Ablin: Small caps not a safety net
BY TERRY SAVAGE firstname.lastname@example.org Apr 23, 2007
Updated: May 3, 2013 12:14PM
In today's column: two topics that will affect your health and your wealth.
Everyone learned the importance of diversification after the 2001 tech bubble burst. The most common way to diversify is to start with a large company fund, typically a Standard & Poors' 500 stock index fund as your core position. Then, your remaining investments can be divided up into funds that concentrate on smaller companies, international stocks or specific market sectors.
It sounds easy, but Jack Ablin, chief investment officer at Harris Private Bank, a man responsible for $52 billion of managed wealth for individuals and families, sent out a warning last week. He looked at the protection investors would have received by diversifying around their core S&P 500 fund over the past 12 months. He tracked the performances of the Russell 2000 index of small capitalization stocks, the EAFE index of large capitalization foreign stocks and the EAFE emerging market stock index.
Ablin concluded that small cap stocks provided the worst protection: "Of the five worst trading days for the S&P 500, the Russell 2000 did the poorest job of diversification, plunging by more than the S&P in four of the five days observed, and on one occasion, June 5, 2006, by substantially more.
"The international markets did a better job of cushioning the blow.
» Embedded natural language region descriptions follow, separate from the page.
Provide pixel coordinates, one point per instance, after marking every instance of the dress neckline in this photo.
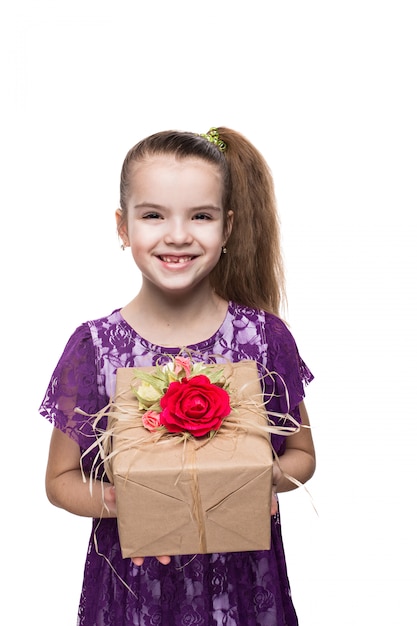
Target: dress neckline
(201, 346)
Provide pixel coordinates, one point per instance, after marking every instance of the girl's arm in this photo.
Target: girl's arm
(64, 483)
(65, 487)
(298, 460)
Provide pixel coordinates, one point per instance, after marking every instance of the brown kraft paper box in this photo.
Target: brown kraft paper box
(189, 498)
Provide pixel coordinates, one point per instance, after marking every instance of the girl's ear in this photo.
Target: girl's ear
(122, 228)
(228, 225)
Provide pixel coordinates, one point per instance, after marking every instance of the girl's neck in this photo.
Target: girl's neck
(175, 321)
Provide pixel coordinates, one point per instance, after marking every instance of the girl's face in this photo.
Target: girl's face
(175, 222)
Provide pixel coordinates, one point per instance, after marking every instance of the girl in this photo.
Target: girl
(199, 214)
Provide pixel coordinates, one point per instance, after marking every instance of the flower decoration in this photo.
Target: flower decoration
(183, 397)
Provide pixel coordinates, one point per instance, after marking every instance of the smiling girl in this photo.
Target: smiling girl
(199, 215)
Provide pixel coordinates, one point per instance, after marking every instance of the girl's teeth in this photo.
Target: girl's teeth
(168, 259)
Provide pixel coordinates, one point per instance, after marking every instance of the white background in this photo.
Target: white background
(327, 91)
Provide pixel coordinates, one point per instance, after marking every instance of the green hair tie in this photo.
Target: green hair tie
(213, 137)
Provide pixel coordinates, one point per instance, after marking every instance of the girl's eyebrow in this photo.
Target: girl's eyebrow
(152, 205)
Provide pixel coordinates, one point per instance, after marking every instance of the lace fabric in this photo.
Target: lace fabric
(233, 589)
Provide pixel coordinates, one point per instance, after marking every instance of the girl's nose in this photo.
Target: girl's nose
(178, 232)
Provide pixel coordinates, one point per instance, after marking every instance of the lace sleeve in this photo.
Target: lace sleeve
(291, 374)
(74, 384)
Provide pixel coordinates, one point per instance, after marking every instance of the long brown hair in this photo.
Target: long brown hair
(251, 272)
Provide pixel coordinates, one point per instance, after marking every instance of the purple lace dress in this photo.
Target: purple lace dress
(232, 589)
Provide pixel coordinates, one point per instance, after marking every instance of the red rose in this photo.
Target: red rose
(195, 405)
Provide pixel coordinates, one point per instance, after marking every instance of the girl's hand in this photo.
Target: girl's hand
(274, 504)
(138, 560)
(109, 498)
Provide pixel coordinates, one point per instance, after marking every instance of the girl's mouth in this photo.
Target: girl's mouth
(176, 259)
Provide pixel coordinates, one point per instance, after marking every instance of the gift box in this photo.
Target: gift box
(193, 495)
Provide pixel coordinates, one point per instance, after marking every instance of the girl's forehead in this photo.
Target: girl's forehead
(172, 162)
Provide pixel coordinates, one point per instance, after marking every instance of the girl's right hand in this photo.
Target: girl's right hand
(109, 498)
(138, 560)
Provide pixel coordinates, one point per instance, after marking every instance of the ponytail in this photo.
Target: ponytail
(251, 273)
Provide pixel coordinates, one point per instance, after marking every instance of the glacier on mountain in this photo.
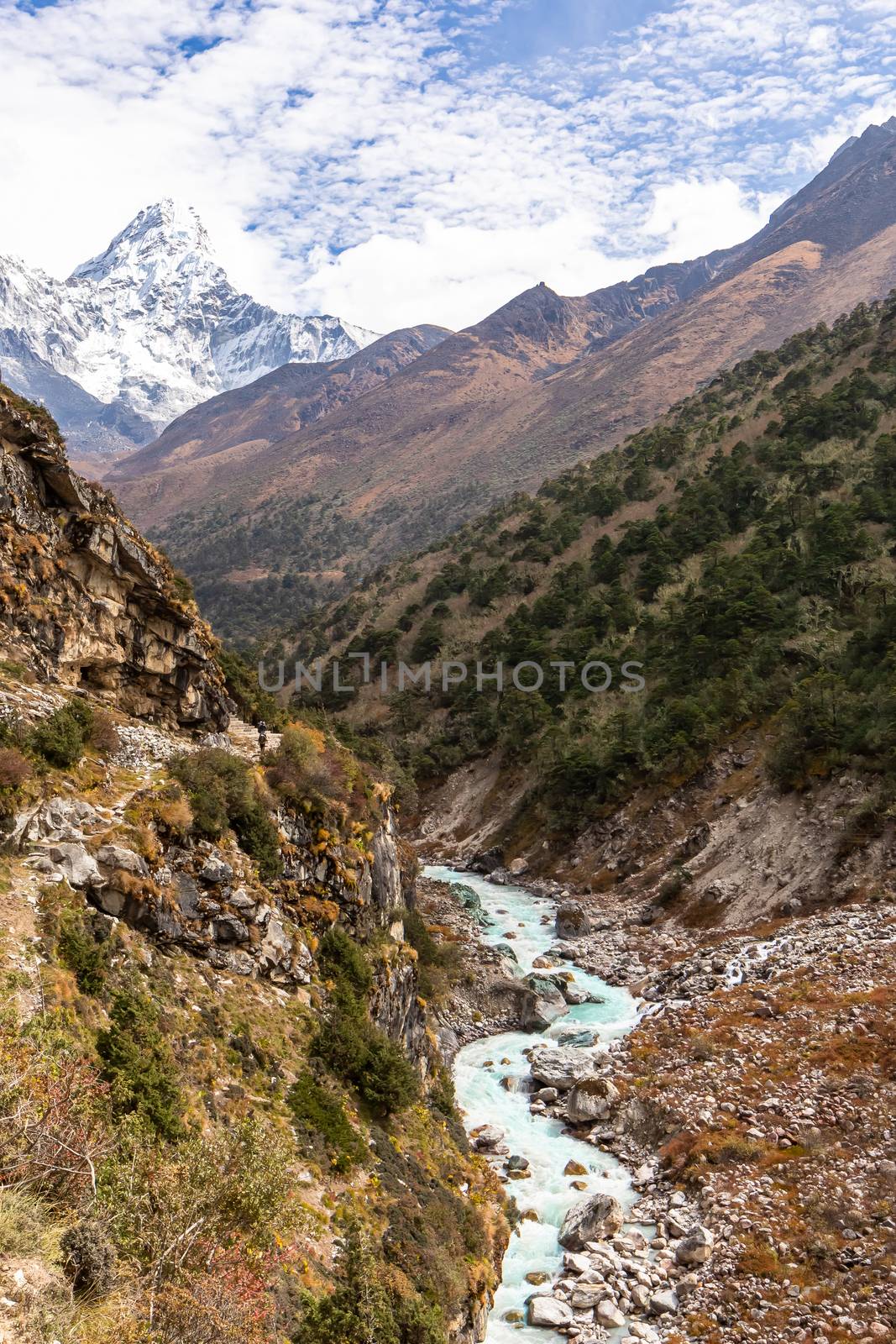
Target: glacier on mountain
(144, 331)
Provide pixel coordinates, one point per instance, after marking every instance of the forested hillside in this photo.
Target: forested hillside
(741, 550)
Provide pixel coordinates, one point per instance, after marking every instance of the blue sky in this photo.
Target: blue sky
(412, 160)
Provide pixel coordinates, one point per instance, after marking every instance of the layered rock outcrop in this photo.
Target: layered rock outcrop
(83, 598)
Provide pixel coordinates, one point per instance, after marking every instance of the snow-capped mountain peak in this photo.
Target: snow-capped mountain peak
(145, 329)
(163, 244)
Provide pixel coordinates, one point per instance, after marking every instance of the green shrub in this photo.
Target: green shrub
(318, 1112)
(80, 952)
(342, 960)
(387, 1081)
(222, 793)
(217, 785)
(139, 1065)
(259, 839)
(348, 1043)
(62, 736)
(365, 1307)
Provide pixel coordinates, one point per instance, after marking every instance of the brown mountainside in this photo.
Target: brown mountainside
(533, 387)
(282, 402)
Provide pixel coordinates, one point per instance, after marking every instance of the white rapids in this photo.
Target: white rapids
(484, 1100)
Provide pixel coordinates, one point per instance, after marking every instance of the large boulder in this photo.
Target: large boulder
(543, 1005)
(76, 866)
(591, 1221)
(664, 1303)
(114, 857)
(696, 1247)
(571, 921)
(548, 1312)
(591, 1100)
(609, 1315)
(563, 1068)
(486, 1139)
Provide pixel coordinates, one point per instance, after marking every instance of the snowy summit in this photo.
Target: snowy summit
(144, 331)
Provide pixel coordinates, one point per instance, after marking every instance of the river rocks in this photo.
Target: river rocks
(548, 1312)
(543, 1005)
(590, 1221)
(664, 1303)
(571, 921)
(488, 860)
(486, 1139)
(609, 1315)
(591, 1100)
(470, 902)
(563, 1068)
(696, 1247)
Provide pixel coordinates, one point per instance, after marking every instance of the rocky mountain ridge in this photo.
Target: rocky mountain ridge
(204, 443)
(145, 329)
(542, 383)
(85, 600)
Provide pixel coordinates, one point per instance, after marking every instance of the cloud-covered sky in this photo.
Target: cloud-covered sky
(411, 160)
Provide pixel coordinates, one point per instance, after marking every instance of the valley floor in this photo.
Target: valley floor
(754, 1102)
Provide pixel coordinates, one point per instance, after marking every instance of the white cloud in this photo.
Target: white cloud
(694, 218)
(390, 178)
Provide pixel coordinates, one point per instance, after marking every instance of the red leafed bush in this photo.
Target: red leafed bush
(51, 1119)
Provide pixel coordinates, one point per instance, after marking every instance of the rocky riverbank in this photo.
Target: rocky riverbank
(752, 1105)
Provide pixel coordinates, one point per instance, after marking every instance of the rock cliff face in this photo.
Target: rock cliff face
(83, 598)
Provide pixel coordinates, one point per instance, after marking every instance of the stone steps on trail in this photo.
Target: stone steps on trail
(244, 739)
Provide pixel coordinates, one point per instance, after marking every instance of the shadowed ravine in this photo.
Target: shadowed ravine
(484, 1100)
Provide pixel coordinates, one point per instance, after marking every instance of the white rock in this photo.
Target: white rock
(548, 1312)
(609, 1315)
(78, 867)
(591, 1220)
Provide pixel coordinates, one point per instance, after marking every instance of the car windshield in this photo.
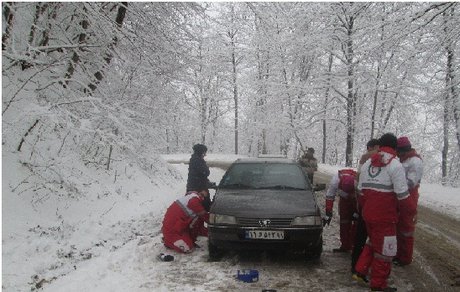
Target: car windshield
(280, 176)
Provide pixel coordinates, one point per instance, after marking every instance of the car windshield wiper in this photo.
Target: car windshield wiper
(236, 186)
(281, 187)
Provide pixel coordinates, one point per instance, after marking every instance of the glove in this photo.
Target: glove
(212, 185)
(327, 219)
(355, 216)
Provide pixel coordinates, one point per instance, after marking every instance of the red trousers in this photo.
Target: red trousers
(184, 240)
(378, 253)
(406, 229)
(347, 224)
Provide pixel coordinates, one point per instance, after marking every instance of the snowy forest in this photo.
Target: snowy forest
(90, 85)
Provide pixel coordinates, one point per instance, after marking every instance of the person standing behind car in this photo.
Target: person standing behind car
(343, 184)
(198, 172)
(382, 182)
(361, 233)
(309, 163)
(413, 167)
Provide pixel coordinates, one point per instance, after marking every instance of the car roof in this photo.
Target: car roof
(264, 160)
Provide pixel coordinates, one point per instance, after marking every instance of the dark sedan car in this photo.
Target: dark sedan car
(265, 204)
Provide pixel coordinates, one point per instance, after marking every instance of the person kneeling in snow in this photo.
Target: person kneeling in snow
(184, 221)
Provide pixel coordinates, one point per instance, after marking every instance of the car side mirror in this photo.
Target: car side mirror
(319, 187)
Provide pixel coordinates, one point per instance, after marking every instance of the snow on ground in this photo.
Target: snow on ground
(110, 243)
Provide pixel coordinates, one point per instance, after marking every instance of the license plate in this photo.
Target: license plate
(264, 234)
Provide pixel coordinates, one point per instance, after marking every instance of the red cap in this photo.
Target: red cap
(403, 142)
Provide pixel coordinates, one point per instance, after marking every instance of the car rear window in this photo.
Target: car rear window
(265, 176)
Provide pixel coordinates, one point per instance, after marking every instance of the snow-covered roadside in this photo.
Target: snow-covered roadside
(442, 199)
(110, 243)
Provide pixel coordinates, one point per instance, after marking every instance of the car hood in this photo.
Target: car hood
(265, 203)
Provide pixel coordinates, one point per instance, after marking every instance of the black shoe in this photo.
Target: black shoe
(360, 278)
(340, 249)
(387, 289)
(399, 263)
(165, 257)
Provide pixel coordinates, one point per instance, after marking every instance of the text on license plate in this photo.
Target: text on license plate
(264, 234)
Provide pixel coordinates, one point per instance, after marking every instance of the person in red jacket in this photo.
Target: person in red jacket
(382, 182)
(413, 167)
(184, 222)
(343, 184)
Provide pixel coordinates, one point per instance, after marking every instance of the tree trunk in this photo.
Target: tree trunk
(326, 101)
(99, 75)
(9, 17)
(350, 96)
(235, 94)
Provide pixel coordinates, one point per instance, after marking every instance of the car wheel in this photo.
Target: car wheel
(215, 253)
(315, 253)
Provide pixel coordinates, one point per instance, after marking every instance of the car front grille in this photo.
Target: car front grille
(264, 222)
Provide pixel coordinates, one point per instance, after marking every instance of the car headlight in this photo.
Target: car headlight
(221, 219)
(307, 220)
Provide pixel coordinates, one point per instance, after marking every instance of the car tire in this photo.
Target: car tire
(315, 253)
(215, 254)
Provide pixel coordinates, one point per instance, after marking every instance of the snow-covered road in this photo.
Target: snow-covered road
(121, 256)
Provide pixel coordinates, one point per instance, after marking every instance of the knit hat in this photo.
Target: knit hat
(388, 140)
(404, 144)
(348, 184)
(199, 149)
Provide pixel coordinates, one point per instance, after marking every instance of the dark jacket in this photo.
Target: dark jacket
(198, 172)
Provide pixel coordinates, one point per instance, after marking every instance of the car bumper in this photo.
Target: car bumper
(225, 237)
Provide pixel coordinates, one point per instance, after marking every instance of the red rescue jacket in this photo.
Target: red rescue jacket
(183, 212)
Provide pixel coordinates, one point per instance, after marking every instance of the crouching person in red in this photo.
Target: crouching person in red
(382, 182)
(184, 221)
(343, 184)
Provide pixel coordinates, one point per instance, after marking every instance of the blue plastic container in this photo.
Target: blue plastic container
(248, 276)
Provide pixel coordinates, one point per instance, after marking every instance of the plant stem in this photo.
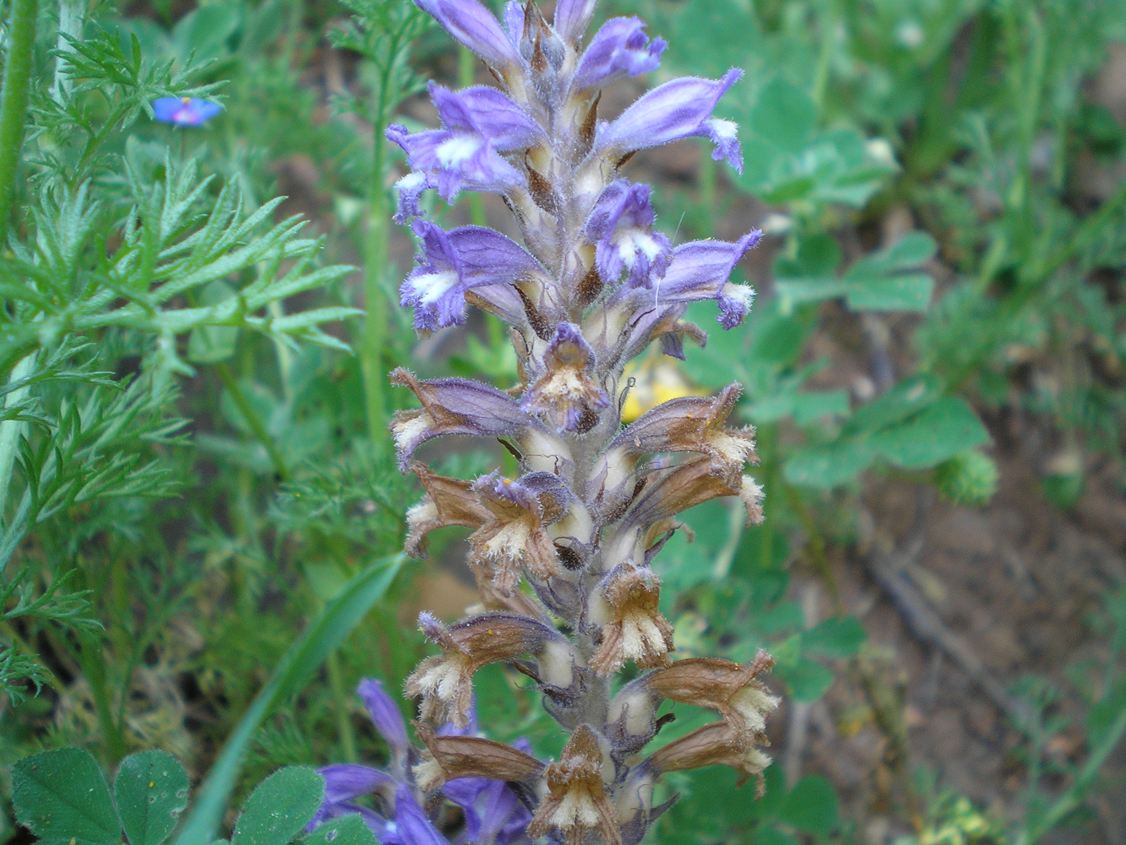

EAFE Developed fund outpaced the S&P 500 in four of the five days identified."
This study is worth noting because it goes against a common assumption, and because just hours after it arrived, I received another press release, one announcing that the Russell 2000 index hit an all-time high on April 17 at 831.71. Its key message: The Russell 2000 index is up 1.95 percent year to date, and 10.95 percent annualized over the past five years.Would Ablin want to take his words back?
No way, he says: "The only argument for buying the Russell 2000 now is that it's done well in the past. And I don't view that as a legitimate argument."
Ablin notes that seven years ago, the forward price/earnings ratio of the Russell 2000 was a full eight times below that of large cap stocks. But he points out that after the huge out-performance of small caps over large companies during the past six years (by about 80 percent), not only has that gap closed, but now small caps trade at a substantial premium to large cap stocks.
Even worse, Ablin said, "Profit expectations among small cap analysts are wildly optimistic relative to their large cap counterparts. We're wringing our hands with a 6-to-7 percent earnings growth expectations for the S&P 500 this year, while small cap analysts expect the Russell 2000 to deliver over 18 percent earnings growth in 2007!"
His final shot: "Essentially, all the Russell 2000 has going for it now is its history!"
I like an analyst who believes in hedging his investments, but not his opinions!
Health insurance hopeThere's a bit of hopeful news on the health insurance front for the millions of Americans who are over 50 and just waiting for Medicare to kick in. If you're planning to retire early, or if you lose your job at this age, it's difficult or extremely expensive to find health care coverage once your mandated COBRA extension of employee benefits runs out.
AARP has recognized this need and announced it will work with Aetna insurance to create a series of health insurance products designed to meet the needs of people age 50 to 64.
Dawn Sweeney, president of AARP Services Inc, a division of the organization that serves 38 million members over age 50, says the new policies should be launched in early 2008, and will be available to AARP members.
Sweeney says the problem -- or the opportunity -- is huge: "Our estimate is that there are more than 7 million people age 50-64 with no insurance at all, and many others are underinsured."
We'll be among the first to report on the policies when they become available. And that's The Savage Truth.